According to the ruling party leader, the foreign and security policy pursued by the Tusk government was one of “neglect,” marked by cuts in military spending and plans that in the event of a Russian invasion, half of the country would be abandoned and only the parts to the west of the Vistula River would actually be defended. He called that “Tusk’s line of shame.”
He also accused Tusk of making Poland subordinate to foreign powers such as Germany and Russia.
Kaczyński reminded how the Tusk administration had been passive with regard to opposing the two Russian-German Nord Stream pipelines and had cooled Poland’s relations with the USA to satisfy Germany, while totally ignoring the development of relations in the region of Central and Eastern Europe. “That was tantamount to a betrayal of Poland’s security and interests,” argued Kaczyński.
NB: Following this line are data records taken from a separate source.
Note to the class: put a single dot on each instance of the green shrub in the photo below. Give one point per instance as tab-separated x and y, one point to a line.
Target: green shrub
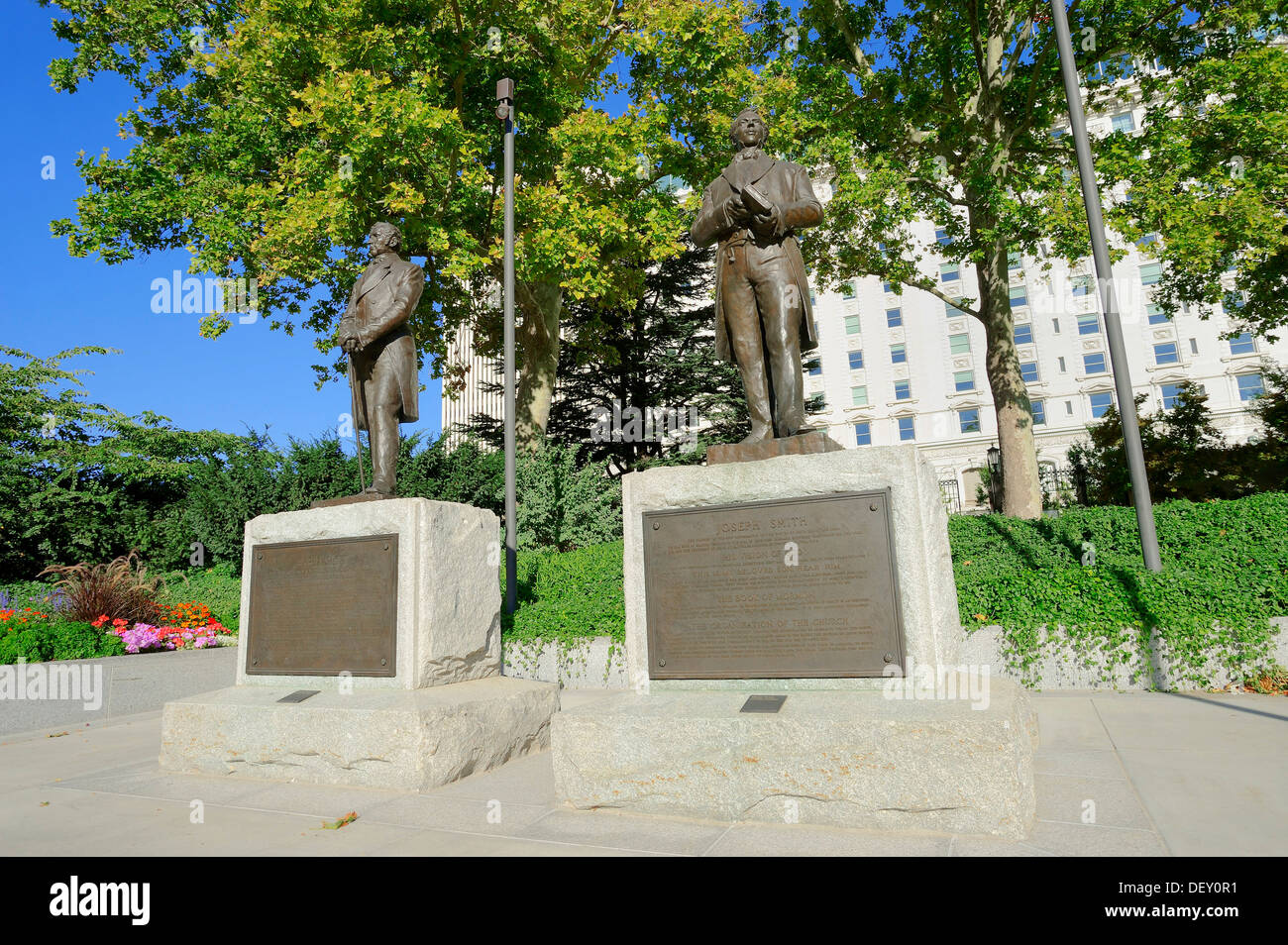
58	639
570	595
1223	562
218	587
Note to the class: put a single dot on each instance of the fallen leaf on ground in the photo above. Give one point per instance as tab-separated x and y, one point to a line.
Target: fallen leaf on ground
336	824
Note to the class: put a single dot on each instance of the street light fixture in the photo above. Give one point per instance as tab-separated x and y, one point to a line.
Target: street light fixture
1108	301
505	112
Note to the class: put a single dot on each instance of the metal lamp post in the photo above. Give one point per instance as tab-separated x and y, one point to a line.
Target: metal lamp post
505	112
1108	301
995	477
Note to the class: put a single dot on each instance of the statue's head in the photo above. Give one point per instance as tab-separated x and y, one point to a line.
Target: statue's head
748	130
384	237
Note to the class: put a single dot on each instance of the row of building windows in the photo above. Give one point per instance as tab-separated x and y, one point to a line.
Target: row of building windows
967	419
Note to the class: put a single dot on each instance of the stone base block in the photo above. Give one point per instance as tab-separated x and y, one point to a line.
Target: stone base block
374	738
844	759
800	445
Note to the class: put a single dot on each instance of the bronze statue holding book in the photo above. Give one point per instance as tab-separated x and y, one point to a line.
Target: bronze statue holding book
764	318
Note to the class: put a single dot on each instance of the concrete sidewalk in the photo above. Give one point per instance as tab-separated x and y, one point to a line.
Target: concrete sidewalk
1137	774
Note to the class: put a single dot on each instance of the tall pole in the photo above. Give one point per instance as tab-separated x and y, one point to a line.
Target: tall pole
505	111
1108	300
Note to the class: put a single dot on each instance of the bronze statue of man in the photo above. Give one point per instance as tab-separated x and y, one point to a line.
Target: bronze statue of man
763	310
382	352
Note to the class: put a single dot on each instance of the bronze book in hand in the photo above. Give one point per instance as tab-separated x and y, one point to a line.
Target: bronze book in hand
756	201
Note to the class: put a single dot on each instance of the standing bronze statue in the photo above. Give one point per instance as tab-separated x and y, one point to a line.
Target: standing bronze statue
764	318
382	352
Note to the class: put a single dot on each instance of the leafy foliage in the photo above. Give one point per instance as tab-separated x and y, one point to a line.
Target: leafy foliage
1207	171
1185	456
58	639
571	595
1225	574
121	588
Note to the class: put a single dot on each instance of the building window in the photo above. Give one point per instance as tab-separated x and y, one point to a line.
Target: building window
1124	123
1249	386
1171	395
1243	344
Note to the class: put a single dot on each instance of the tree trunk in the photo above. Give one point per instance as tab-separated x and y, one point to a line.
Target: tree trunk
537	336
1021	489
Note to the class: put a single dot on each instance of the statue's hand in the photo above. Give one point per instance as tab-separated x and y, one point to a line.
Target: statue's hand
767	224
737	211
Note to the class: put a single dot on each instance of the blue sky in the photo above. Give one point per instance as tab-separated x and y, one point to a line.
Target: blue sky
252	376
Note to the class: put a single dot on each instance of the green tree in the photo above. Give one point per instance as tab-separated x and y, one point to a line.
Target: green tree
86	483
943	111
1207	174
269	134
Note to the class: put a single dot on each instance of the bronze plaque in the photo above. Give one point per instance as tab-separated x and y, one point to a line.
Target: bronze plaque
787	588
325	606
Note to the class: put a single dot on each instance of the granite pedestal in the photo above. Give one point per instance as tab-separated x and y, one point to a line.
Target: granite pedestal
443	712
941	747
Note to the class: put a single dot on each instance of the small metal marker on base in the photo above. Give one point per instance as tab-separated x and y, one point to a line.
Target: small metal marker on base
300	695
763	703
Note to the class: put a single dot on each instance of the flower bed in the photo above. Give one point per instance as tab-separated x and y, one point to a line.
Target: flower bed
193	628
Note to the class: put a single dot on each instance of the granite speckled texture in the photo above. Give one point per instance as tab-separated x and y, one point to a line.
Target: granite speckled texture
842	759
376	738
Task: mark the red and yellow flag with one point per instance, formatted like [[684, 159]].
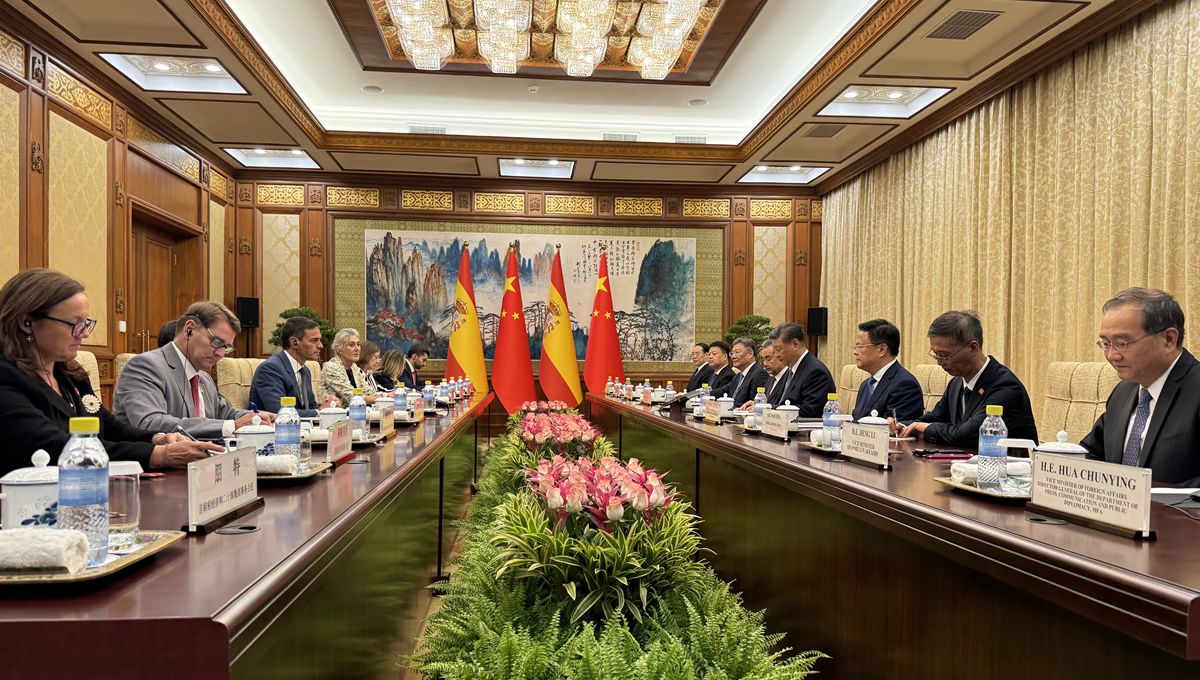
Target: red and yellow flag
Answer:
[[559, 369], [466, 355], [513, 368], [603, 359]]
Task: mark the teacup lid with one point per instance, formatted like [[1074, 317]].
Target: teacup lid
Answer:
[[39, 474]]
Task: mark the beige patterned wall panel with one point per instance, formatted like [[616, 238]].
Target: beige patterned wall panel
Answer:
[[77, 193], [281, 270], [216, 251], [771, 272], [10, 179]]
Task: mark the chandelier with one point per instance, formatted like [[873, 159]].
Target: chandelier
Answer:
[[582, 32]]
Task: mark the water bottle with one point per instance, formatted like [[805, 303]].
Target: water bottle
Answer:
[[83, 487], [993, 469], [832, 426]]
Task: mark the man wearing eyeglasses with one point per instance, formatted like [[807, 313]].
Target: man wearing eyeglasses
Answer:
[[955, 343], [171, 386], [1152, 417], [891, 390]]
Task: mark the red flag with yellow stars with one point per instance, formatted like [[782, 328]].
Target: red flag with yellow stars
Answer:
[[513, 368], [603, 359]]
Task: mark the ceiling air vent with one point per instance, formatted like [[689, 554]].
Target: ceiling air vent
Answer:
[[963, 24], [825, 130]]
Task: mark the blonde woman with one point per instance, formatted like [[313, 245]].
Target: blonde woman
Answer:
[[341, 374]]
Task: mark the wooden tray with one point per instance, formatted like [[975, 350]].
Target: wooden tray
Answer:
[[151, 542]]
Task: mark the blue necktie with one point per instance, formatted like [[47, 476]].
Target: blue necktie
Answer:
[[1133, 447]]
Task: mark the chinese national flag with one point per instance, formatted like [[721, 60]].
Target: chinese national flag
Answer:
[[513, 368], [466, 355], [559, 369], [604, 349]]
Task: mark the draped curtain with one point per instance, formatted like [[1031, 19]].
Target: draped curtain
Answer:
[[1035, 208]]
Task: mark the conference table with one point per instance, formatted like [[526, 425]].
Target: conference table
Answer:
[[331, 584], [895, 576]]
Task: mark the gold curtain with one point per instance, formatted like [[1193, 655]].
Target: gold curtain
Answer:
[[1035, 208]]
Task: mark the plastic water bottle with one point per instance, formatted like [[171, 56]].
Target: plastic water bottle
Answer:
[[832, 426], [83, 487], [993, 469]]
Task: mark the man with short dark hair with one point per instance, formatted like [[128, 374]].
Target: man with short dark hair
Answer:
[[807, 381], [955, 343], [1152, 417], [891, 390]]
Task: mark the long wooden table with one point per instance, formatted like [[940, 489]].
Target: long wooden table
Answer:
[[330, 585], [897, 576]]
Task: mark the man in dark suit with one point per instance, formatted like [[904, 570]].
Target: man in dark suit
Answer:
[[1152, 417], [750, 374], [805, 381], [891, 390], [285, 373], [703, 372], [955, 342]]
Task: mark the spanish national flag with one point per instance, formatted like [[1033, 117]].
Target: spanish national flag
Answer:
[[559, 369]]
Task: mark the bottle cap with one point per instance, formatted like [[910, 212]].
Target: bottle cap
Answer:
[[84, 425]]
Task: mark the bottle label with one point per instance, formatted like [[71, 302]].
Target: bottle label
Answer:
[[83, 486]]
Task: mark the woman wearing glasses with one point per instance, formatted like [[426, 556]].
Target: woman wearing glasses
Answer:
[[43, 319]]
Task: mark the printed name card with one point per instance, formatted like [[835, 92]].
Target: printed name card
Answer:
[[220, 485], [1093, 492], [865, 443]]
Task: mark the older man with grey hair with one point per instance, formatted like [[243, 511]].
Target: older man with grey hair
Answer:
[[955, 343], [1152, 417]]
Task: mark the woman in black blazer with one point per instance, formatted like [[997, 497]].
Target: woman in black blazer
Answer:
[[43, 319]]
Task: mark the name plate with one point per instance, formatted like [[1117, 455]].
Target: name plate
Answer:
[[775, 423], [221, 485], [1092, 492], [865, 443]]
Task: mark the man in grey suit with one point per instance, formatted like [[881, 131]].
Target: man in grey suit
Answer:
[[1152, 417], [171, 386]]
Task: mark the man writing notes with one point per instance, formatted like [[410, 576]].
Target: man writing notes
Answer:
[[805, 381], [1152, 417], [955, 343], [891, 390], [171, 386]]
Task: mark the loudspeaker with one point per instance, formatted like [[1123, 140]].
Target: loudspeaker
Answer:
[[247, 312], [819, 322]]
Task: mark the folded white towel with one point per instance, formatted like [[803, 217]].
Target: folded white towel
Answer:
[[29, 548], [276, 464]]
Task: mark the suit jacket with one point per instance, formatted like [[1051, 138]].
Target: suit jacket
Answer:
[[897, 393], [808, 390], [755, 377], [997, 385], [1170, 446], [154, 393], [37, 417], [274, 379], [700, 377]]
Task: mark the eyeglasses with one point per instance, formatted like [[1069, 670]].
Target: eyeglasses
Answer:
[[78, 329]]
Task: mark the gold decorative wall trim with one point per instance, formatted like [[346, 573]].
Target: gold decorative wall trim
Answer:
[[510, 203], [279, 194], [352, 197], [628, 206], [414, 199], [72, 92], [771, 209], [706, 208], [570, 204], [12, 54], [163, 150]]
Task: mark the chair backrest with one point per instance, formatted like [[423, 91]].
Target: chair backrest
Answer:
[[234, 377], [933, 381], [849, 380], [88, 360], [1075, 396]]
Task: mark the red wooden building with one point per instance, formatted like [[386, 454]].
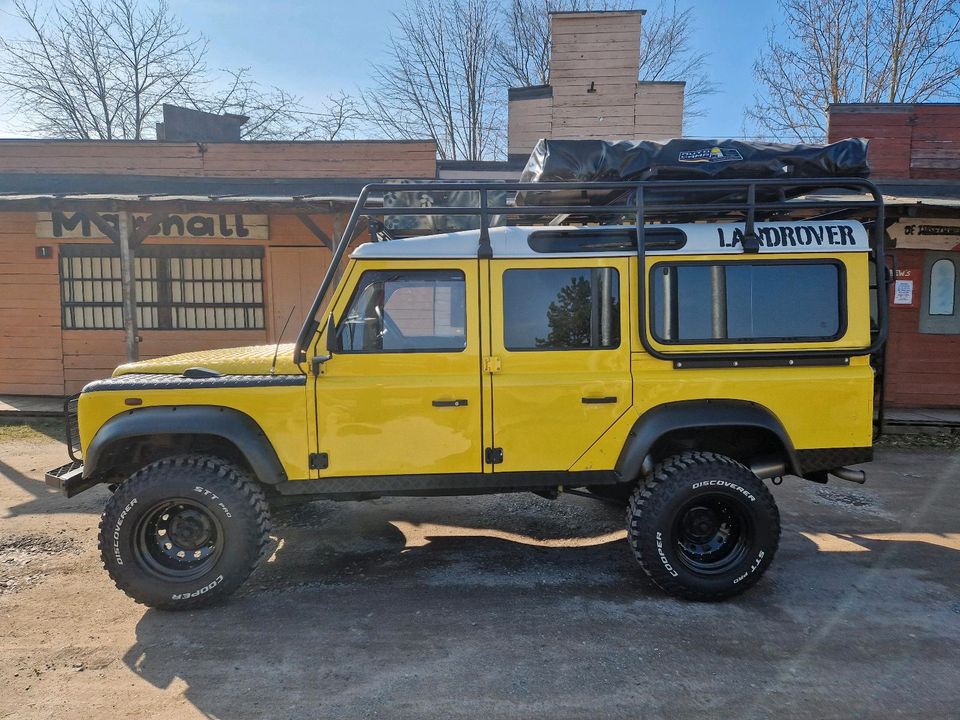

The PiS leader also said that Tusk’s government had engaged in asset stripping of the public sector and had failed to collect taxes and other revenues needed for Poland to have an active social policy.
He also criticized the former government for tolerating low wages and high unemployment. He concluded that Tusk was a man “possessed by neo-liberal ideology” committed to an inactive and passive state.
Kaczyński contrasted the stance taken by Tusk’s administration with that of the present PiS government. He was proud that PiS had managed to tighten up the tax system for resources to be made available for social policy, education, and the arts, and warned that the return of Donald Tusk would put all of that at risk.